AI lobbying ramps up: AI lobbying at the U.S. federal level is intensifying in the midst of a continued generative AI boom and an election year that could influence future AI regulation. The number of groups lobbying the federal government on issues related to AI grew from 459 in 2023 to 556 in the first half of 2024, from January to July.

Research paper of the week

“Open” models like Meta’s Llama family, which can be used more or less however developers choose, can spur innovation — but they also present risks. Sure, many have licenses that impose restrictions, as well as built-in safety filters and tooling. But beyond those, there’s not much to prevent a bad actor from using open models to spread misinformation, for example, or spin up a content farm.

There may be in the future.

A team of researchers hailing from Harvard, the nonprofit Center for AI Safety, and elsewhere propose in a technical paper a “tamper-resistant” method of preserving a model’s “benign capabilities” while preventing the model from acting undesirably. In experiments, they found their method to be effective in preventing “attacks” on models (like tricking it into providing info it shouldn’t) at the slight cost of a model’s accuracy.

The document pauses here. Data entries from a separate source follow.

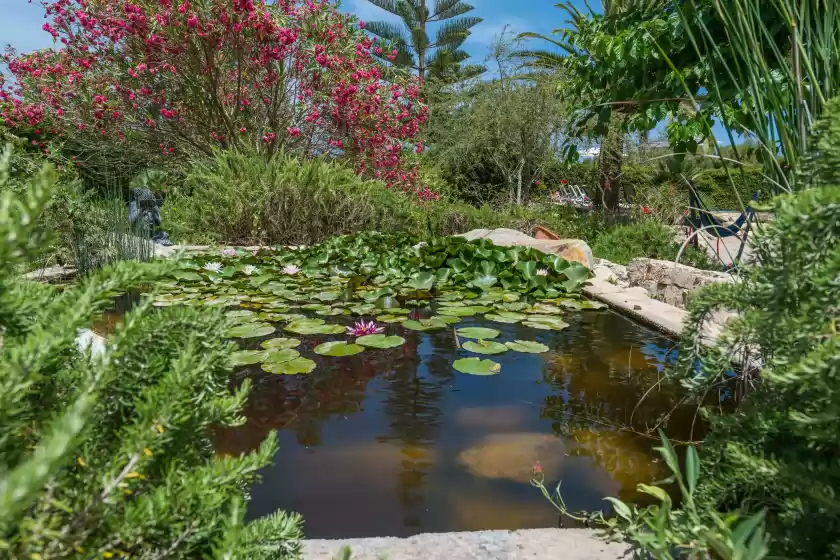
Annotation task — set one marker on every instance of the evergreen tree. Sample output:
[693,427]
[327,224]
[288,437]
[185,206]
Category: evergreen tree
[110,455]
[440,58]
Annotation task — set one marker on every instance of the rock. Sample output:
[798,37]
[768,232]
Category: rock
[670,282]
[573,250]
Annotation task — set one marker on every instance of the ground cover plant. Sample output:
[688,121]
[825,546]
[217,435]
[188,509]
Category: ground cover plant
[110,455]
[382,282]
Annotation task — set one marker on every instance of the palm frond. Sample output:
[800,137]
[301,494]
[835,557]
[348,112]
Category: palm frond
[387,30]
[448,9]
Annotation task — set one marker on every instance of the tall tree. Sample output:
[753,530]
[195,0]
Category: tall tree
[440,58]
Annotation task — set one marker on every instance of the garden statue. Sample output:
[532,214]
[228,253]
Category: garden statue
[144,214]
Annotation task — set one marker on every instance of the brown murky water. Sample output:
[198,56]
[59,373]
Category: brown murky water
[395,442]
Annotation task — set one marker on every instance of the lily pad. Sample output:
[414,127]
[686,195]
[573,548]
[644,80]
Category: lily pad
[484,347]
[313,326]
[380,341]
[292,367]
[478,332]
[391,318]
[527,346]
[281,355]
[280,343]
[338,348]
[424,324]
[251,330]
[247,357]
[477,366]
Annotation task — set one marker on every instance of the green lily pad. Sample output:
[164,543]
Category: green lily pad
[313,326]
[380,341]
[281,355]
[338,348]
[424,324]
[458,311]
[251,330]
[484,347]
[247,357]
[292,367]
[448,319]
[545,325]
[391,318]
[477,366]
[280,343]
[478,332]
[527,346]
[187,276]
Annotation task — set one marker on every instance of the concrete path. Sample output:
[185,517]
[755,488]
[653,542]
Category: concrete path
[554,544]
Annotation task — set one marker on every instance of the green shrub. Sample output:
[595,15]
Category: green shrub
[779,450]
[646,238]
[246,199]
[111,455]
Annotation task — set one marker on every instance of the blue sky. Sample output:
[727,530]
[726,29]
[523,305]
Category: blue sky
[20,21]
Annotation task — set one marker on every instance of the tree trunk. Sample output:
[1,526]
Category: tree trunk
[610,159]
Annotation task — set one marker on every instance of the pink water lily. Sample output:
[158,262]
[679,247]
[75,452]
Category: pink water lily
[361,328]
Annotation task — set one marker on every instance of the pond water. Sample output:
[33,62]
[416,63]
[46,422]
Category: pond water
[396,442]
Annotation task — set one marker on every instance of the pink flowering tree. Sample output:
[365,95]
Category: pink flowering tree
[178,78]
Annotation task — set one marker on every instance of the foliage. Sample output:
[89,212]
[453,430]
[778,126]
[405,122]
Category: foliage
[410,44]
[646,238]
[243,198]
[778,449]
[662,532]
[171,82]
[110,455]
[498,134]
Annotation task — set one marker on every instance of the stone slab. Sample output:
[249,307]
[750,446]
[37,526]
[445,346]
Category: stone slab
[555,544]
[573,250]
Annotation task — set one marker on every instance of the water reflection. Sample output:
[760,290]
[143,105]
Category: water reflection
[394,442]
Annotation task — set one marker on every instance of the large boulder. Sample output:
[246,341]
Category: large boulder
[573,250]
[670,282]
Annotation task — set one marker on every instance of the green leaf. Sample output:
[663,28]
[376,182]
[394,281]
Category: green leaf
[421,280]
[656,492]
[251,330]
[292,367]
[527,346]
[485,347]
[281,355]
[478,332]
[477,366]
[247,357]
[338,348]
[620,508]
[424,324]
[380,341]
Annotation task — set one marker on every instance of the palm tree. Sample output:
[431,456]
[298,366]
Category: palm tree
[611,130]
[440,58]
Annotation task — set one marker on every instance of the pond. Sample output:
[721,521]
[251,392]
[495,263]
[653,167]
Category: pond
[396,442]
[489,362]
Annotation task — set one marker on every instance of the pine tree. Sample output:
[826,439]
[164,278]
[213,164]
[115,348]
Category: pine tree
[110,456]
[440,58]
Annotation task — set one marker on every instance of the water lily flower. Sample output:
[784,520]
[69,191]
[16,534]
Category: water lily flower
[361,328]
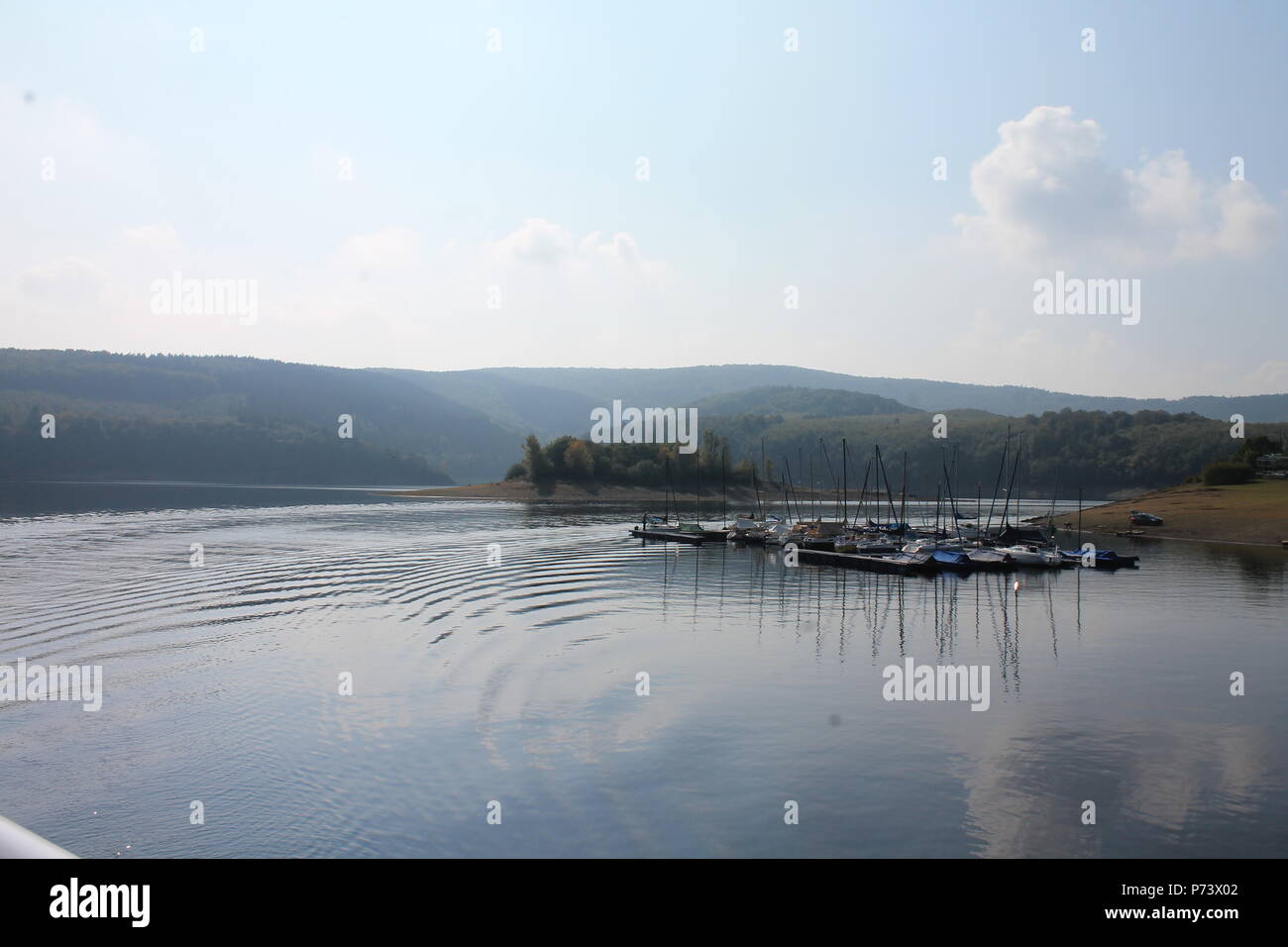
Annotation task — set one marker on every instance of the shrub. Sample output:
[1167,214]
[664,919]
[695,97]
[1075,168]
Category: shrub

There is a catch. The method doesn’t scale well to larger models due to “computational challenges” that require “optimization” to reduce the overhead, the researchers explain in the paper. So, while the early work is promising, don’t expect to see it deployed anytime soon.

Model of the week

A new image-generating model emerged on the scene recently, and it appears to give incumbents like Midjourney and OpenAI’s DALL-E 3 a run for their money.

Called Flux.1, the model — or rather, family of models — was developed by Black Forest Labs, a startup founded by ex-Stability AI researchers, many of whom were involved with the creation of Stable Diffusion and its many follow-ups. (Black Forest Labs announced its first funding round last week: a $31 million seed led by Andreessen Horowitz.)

The most sophisticated Flux.1 model, Flux.1 Pro, is gated behind an API. But Black Forest Labs released two smaller models, Flux.1 Dev and Flux.1 Schnell (German for “fast”), on the AI dev platform Hugging Face with light restrictions on commercial usage. Both are competitive with Midjourney and DALL-E 3 in terms of the quality of images they can generate and how well they’re able to follow prompts, claims Black Forest Labs. And they’re especially good at inserting text into images, a skill that’s eluded image-generating models historically.

Black Forest Labs has opted not to share what data it used to train the models (which is some cause for concern given the copyright risks inherent in this sort of AI image generation), and the startup hasn’t gone into great detail as to how it intends to prevent misuse of Flux.1. It’s taking a decidedly hands-off approach for now — so user beware.

Grab bag

Generative AI companies are increasingly embracing the fair use defense when it comes to training models on copyrighted data without the blessing of that data’s owners. Take Suno, the AI music-generating platform, for example, which recently argued in court that it has permission to use songs belonging to artists and labels without those artists’ and labels’ knowledge — and without compensating them.

This is Nvidia’s (perhaps wishful) thinking, too, reportedly. According to a 404 Media report out this week, Nvidia is training a massive video-generating model, code-named Cosmos, on YouTube and Netflix content. High-level management greenlit the project, which they believe will survive courtroom battles thanks to the current interpretation of U.S. copyright law.

So, will fair use save the Sunos, Nvidias, OpenAIs and Midjourneys of the world from legal hellfire? TBD — and the lawsuits will take ages to play out, assuredly. It could well turn out that the generative AI bubble bursts before a precedent is established. If that doesn’t end up being the case, either creators — from artists to musicians to writers to lyricists to videographers — can expect a big payday or they’ll be forced to live with the uncomfortable fact that anything they make public is fair game for a generative AI company’s training.